If you’re the kind of person who wouldn’t want to bash their head into a box of nails at the mention of a CD with the title ‘House Nation’, then I suppose you’re going to love the CD that’s been released with precisely this title. That’s the great thing about compilations – they do exactly what they say on the box. I mean, really, what more could you expect other than an entirely insipid collection of electro-house? I’m sure it’ll look great in your CD collection alongside you copies of “Mega House Mix”, “Dance Hits 2004”, and “Hit Dance House Mega Party.”

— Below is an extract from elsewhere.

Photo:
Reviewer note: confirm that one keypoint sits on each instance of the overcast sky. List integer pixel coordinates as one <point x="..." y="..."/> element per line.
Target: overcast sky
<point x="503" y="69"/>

There’s a line in the sand which rappers cross when they stop being musicians and start being brands. Snoop Dogg crossed it when he started releasing porn videos. Pharrell Williams crossed it when he started designing trainers. 50 Cent (who has a clothing line, his own brand of energy drink and is supposed to be releasing a line of sex toys and condoms) never crossed it because he’s never been anything more than a brand – the fact that he raps has always been a mere addendum to his comically exaggerated Gangsta image. What comes across most strongly in Missy Elliot’s most recent release, a greatest hits LP entitled ‘Respect M.E’, is just how much across the line she’s gone. The very name of the LP is the same as Missy’s exclusive line of clothing with Adidas (Missy + Adidas = respect, her website tells us). Missy, in case you hadn’t realised, is most definitely a brand. It’s not a good thing, often getting in the way of the music. However, the second thing that this compilation reminds you is just how incredibly good Missy Elliot has always been. Some of these tracks were released as far back as 1997, and still sound utterly fantastic, from the exuberant soul of ‘I Can’t Stand the Rain’, to the jaw-dropping minimalism of ‘Work It’. She’s also very, very funny, even managing to make fun of premature ejaculation in the track ‘One Minute Man’. Literally every track is a winner.

Studio One aren’t sure if they want to be taken seriously as a dance act or a pop group on their LP ‘Soarele si Dimineata’. They’ve admittedly got a good ear for a melody, and their electro-production gives them the edge over other stuff on the market, but tracks like ‘Doare’ really drag them back to the level of a pure euro-pop act.

I must be the only person in Romania never to have listened to DJ Bobo in my life before now. The Swiss producer (‘who does not smoke or drink alcohol’ it says on his website, which of course leaves the door open for an uncontrollable addiction to hard drugs. I think we should be told the truth) was clearly and inexplicably huge in Romania at some point in the 90s. And by the look of his Greatest Hits LP, I think I understand why his tardy blend of Euro-dance was never that popular in Britain , despite being pretty massive in many other parts of the globe: the poor man would never get past customs without being arrested for looking like a sex offender. Yet, inexplicably, he decided to put his grinning face on his greatest hits album. Mistake.